To Save Something, We Have to Eat It

By Larissa ZimberoffApril 16, 2016

Bread, Wine, Chocolate by Simran Sethi

“THREE-FOURTHS OF THE WORLD’S FOOD comes from just 12 plants and five animal species,” writes Simran Sethi in her new book, Bread, Wine, Chocolate: The Slow Loss of Foods We Love. Sethi blames our narrow diet on the increasing loss of our agricultural biodiversity. It’s this troubling fact that sends her on the trail of a story  which begins in Rome and spins to Ethiopia, Ecuador, Australia, and beyond. “I knew I had to go to the places that hold the keys to the future of food,” she says.
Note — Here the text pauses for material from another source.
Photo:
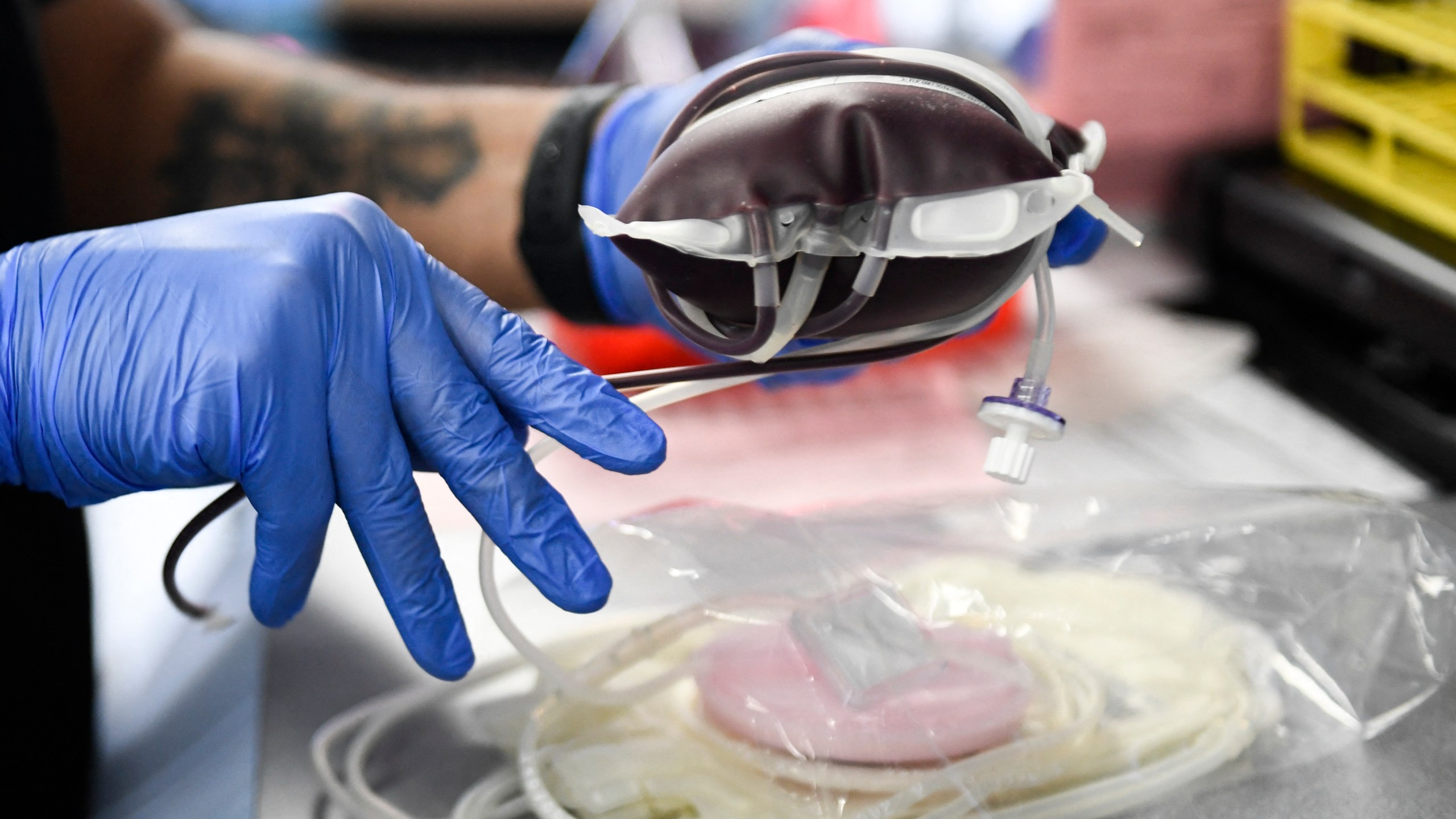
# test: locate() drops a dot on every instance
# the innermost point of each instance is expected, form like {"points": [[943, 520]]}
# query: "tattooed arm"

In addition to the titular foods, Sethi explores two more edibles, beer and coffee, which connect us to the themes of fermentation and transformation. As Sethi wanders the globe sniffing and sipping, meeting hundreds of scientists, farmers, winemakers, bakers, brewers, and more, she uses these five iconic commodities to investigate what is happening to our entire food system.

Take the recent investigative pieces about the Mast Brothers chocolate empire for example. In a story first released by a Dallas blogger, the Brooklyn company was accused of subterfuge regarding the provenance of its chocolate. The crime? Buying finished chocolate, remelting it, wrapping it up in fancy paper, and passing it off as artisanal, handcrafted bars. Whether the practice has been discontinued or not, the food world clamored for the founders’ takedown. “If you’re buying cheap chocolate,” says Robbie Stout of Ritual Chocolate, “it’s a sure sign someone is getting screwed.”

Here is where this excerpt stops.